Treatise against Intellectual-ism
One of the best ways to learn theology is to read it as it was written – from the top. So today when I saw a copy of Tertullian’s “Treatise Against Hermogenes” at Half-Price Books for $4.98 I bought it. Tertullian lived from about 160 to 220 A.D., and was one of the first major defenders of basic Christian beliefs. Known for his caricatures of his opponents and his acerbic style of argument, the veracity of Tertullian’s depictions of his opponents is always questionable. His rhetoric is so aggressive that “Treatise Against Hermogenes” is credible only because other Christians attacked Hermogenes as well, and the various representations of that poor fellow's arguments agree.
This unfortunate Hermogenes argued that God did not create the world ex nihilio. Hermogenes said that God could not have created the world out of himself either, so God had to create it about something – that something was matter. God is Lord as well, as Lord needed to reign over something. So if God is Lord, then at all times he must have something under him.
Right from the beginning of the text Tertullian launched into a vicious personal attack (the mark no doubt of serious theologians) in which he mentioned a chief cause for suspicion – Hermogenes was a painter after all, and therefore completely unreliable. In all seriousness, though, Tertullian demonstrated how Hermogenes was wrong in regards to philosophy and Scripture. If matter existed independently of God’s creation, then it would not necessarily be subject to the will of God. Furthermore matter would be eternal – a trait belonging to God alone (the Christian may live in eternity, but he certainly had a beginning). Tertullian looked at Genesis to see that the word “Lord” was only used after God had created Adam and Eve. So God can adopt different roles as necessary, such as “Lord” and “Father.”

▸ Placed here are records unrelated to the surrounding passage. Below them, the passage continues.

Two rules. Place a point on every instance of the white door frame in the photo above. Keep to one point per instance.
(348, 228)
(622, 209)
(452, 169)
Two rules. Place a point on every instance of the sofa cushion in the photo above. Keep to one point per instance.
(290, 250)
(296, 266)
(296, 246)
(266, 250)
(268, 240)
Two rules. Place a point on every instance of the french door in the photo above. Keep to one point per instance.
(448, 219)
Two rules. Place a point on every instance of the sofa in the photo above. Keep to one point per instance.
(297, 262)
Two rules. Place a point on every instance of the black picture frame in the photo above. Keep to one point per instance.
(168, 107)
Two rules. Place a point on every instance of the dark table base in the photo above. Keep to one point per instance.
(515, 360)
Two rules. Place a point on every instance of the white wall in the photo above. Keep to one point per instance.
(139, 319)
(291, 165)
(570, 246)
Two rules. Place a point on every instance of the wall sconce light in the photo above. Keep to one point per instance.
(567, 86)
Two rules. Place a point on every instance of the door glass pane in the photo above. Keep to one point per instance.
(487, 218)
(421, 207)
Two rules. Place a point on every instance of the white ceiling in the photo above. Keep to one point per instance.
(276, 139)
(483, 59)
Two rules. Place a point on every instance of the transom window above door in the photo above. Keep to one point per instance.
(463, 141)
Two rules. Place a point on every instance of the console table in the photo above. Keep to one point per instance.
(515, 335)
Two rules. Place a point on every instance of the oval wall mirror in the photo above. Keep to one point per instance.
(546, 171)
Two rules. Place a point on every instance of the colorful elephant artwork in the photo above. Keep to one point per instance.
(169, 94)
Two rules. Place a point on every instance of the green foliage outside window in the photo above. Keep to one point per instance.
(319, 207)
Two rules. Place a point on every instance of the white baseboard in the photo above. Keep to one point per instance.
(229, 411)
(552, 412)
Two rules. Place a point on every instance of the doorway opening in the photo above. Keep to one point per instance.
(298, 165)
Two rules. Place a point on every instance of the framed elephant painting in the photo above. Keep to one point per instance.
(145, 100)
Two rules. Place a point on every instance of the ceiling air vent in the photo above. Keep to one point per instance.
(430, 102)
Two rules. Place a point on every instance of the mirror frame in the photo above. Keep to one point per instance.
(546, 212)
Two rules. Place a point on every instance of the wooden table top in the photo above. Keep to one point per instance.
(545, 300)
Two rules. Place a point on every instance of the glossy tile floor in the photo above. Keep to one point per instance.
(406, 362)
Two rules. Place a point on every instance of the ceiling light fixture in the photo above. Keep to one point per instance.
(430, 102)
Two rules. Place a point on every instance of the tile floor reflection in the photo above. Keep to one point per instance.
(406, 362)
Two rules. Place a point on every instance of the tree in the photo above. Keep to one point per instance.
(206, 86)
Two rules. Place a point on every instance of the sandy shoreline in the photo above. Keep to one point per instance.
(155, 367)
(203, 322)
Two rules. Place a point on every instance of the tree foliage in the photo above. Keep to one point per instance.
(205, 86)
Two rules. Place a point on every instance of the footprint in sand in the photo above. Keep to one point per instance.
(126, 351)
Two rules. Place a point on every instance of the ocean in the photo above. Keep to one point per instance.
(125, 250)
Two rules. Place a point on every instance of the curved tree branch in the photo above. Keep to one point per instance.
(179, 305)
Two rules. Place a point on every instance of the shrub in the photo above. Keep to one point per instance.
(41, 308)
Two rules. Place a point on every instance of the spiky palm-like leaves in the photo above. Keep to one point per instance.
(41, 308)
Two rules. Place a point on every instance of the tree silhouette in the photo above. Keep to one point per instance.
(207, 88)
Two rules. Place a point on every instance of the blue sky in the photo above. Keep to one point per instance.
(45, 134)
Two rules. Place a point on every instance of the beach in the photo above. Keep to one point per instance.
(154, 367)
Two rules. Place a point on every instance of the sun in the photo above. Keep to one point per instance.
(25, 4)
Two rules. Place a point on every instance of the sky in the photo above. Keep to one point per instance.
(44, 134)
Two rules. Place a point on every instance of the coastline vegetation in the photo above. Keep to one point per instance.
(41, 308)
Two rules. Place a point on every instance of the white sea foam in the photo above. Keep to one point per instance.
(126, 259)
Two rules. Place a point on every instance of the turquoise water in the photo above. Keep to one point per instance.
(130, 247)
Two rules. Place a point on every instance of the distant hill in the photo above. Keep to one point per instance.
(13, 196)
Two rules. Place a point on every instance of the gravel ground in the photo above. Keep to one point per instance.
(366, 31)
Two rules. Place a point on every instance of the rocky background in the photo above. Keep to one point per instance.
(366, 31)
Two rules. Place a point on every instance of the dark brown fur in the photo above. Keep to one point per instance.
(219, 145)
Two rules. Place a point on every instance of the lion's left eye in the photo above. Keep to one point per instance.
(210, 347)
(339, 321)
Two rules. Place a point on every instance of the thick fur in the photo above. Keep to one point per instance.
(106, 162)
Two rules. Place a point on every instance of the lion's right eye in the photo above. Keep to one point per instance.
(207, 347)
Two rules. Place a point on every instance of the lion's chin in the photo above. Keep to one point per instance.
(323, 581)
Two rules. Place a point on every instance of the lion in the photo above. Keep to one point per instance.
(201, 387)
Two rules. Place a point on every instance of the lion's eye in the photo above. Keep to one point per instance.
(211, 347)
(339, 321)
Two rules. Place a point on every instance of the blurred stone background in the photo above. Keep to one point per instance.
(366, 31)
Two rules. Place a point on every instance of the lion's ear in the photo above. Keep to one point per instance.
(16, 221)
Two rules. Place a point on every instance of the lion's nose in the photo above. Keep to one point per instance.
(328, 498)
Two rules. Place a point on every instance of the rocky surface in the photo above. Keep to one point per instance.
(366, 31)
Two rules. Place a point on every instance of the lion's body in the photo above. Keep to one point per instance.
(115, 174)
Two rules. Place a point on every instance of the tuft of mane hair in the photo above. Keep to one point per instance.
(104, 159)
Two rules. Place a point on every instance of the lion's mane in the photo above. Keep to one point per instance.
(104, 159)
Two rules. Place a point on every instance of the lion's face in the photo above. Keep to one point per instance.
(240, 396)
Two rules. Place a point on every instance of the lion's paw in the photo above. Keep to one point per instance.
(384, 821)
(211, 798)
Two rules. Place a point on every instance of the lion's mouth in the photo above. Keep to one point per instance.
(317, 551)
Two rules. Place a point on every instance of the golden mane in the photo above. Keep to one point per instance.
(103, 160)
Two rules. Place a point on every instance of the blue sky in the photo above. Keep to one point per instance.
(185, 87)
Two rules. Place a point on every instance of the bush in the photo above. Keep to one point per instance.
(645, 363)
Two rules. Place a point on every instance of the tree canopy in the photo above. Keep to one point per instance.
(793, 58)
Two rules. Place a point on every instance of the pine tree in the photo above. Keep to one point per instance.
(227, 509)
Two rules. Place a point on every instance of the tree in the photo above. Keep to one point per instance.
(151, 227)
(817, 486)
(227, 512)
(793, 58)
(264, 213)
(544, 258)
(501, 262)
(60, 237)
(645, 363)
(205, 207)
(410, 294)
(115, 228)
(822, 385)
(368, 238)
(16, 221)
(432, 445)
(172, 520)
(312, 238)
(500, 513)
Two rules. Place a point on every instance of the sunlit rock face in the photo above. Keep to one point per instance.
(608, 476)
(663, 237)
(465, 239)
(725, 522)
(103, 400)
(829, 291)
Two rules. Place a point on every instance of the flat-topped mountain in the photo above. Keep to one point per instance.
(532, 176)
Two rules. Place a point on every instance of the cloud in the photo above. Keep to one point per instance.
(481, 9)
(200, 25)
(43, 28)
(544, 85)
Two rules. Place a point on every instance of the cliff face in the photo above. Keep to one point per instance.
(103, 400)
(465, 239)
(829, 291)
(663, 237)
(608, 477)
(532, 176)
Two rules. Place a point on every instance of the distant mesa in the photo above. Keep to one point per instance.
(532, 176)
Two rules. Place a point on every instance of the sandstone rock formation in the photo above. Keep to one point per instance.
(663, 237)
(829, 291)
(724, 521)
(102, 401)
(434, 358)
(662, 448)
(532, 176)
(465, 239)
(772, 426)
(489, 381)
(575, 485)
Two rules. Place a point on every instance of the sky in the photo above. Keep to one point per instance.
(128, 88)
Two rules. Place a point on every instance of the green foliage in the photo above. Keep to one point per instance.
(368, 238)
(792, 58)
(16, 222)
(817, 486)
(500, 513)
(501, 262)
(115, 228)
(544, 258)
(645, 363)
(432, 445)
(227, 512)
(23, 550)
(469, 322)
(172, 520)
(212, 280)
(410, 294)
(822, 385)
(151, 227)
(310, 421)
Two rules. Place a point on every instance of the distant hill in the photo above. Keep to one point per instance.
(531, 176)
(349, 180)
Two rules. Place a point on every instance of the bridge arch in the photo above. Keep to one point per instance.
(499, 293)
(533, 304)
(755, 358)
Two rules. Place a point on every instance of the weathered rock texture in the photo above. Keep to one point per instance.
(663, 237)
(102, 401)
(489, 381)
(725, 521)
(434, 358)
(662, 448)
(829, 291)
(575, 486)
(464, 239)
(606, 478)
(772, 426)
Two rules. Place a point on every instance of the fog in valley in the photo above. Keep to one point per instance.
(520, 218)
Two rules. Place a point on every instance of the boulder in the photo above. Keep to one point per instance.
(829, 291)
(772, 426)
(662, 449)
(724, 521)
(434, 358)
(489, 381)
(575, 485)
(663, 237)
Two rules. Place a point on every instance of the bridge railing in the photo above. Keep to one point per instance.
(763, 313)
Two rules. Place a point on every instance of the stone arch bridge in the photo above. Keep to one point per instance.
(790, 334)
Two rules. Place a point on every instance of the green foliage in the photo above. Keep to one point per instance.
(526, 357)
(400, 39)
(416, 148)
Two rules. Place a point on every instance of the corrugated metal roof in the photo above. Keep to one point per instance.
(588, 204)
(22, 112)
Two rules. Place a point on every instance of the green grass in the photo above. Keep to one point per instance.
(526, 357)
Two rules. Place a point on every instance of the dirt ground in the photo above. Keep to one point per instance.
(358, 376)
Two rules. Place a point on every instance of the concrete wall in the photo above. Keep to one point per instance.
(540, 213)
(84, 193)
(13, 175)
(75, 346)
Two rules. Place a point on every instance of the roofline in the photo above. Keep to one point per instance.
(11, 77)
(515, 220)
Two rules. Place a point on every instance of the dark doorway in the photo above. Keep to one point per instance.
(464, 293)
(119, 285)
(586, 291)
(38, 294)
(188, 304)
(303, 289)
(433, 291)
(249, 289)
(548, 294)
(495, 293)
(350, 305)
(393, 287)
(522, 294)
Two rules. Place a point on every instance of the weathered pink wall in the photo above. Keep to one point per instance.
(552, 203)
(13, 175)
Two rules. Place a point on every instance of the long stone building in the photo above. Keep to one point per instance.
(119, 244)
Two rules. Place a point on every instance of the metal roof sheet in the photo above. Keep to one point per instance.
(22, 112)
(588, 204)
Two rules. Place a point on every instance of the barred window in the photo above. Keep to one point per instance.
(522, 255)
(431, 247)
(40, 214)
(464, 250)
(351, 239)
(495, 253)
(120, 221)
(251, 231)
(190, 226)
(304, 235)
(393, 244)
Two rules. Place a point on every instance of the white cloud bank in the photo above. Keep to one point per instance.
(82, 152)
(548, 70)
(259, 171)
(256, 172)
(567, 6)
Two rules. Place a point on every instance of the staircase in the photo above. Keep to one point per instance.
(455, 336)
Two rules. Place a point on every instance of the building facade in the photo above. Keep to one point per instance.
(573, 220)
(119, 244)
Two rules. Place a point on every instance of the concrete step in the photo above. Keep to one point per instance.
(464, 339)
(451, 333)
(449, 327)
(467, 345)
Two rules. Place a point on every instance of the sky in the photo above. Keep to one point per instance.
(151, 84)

Catch that? Tertullian implies that there was a time where Jesus Christ, the second person of the Trinity, did not exist. This is a heresy that would later be known as “Arianism,” a part of a larger heresy called “subordinationism” which suggests a hierarchy within the Trinity, the father and son being lesser and lower members of the Godhead. Tertullian was writing before such conflicts, but the error is still there in the text.
II
The PCA prides itself on its intellectualism – maybe too much for its own good. Last spring, the young adult Bible study discussed this perception. The average PCA goer is more likely to value the orthodox Christian faith, is more likely to do his or her own personal exegesis, and is more likely to defend theological positions to non-Christians as well as Christians of differing denominational backgrounds. There are probably a few people at our church who answered the “What do you want to do when you grow up?” question in the senior yearbook with “Glorify God and enjoy him forever.” (There are also a few people at our church who would have beaten those people up, and we are equally thankful for that).
At the same time, we’re too easily stuck in a rut. We value theological truth, but so many of us are unwilling to read people like Tertullian and give them a fair shake. To us, Tertullian is a too close to being a heretic and we really can’t learn anything from him, because of his handful of faulty beliefs. We even read our own contemporaries this way, we read non-Christians this way and the result is that we sit in our room and have conversations with the mirror. We brush aside those who disagree with us, even those like Tertullian who have been so important in shaping the way the western world thinks. The fact that it was instinctive for many of you to automatically be suspicious of an Arian statement (even before I had mentioned it as such) indicates the extent to which Christian thinkers like Tertullian have shaped our language, even our avenues of thought.
And at the same time, there is a belief lying under the surface of what we’re willing to admit that says “if I can just think right I will be saved.” Because, for people in more intellectual denominations, “believing” is just “thinking, with religious topics.” This is not the case. Our belief always works to encourage others, to build up community, to meet the needs of the poor, and to minister to the sick. Believe is ultimately inextricable from charity. Otherwise, as the book of James points out clearly, our claims to faith are suspicious.
Our intellectual dispositions as members of the PCA are good – we should continue to develop them by reading fellows like Tertullian directly and not relying on distant commentaries and histories. C.S. Lewis recommends that for every modern book you read, read an old or ancient one. This is a more intellectual endeavor than relying on what someone else says (which is ultimately academic gossip); it’s also humbling to see a figure as bright as Tertullian slipping on an element of Christian orthodoxy that we take for granted. Tertullian was writing his treatises at a time when Christians were persecuted at the drop of a hat, when our priests and bishops were forced to surrender scrolls of the Gospels or Epistles or face imprisonment or worse, and yet he managed to teach Cyprian, influence Augustine, and oppose major heretics that threatened the Church.
All churches and all ages are mixtures of truth and error, and our love for God and for each other are just as important as our thirst for right and true thinking – it is a central tenet of Christian orthodoxy that precise and Godly thought cannot be had without a life of virtue, love, and charity. And so if the PCA is one of the more intellectual denominations, and if the PCA is going to continue to train thoughtful theologians and other important community leaders, the PCA will need to become a denomination that loves hard and works for others without so much as a thought.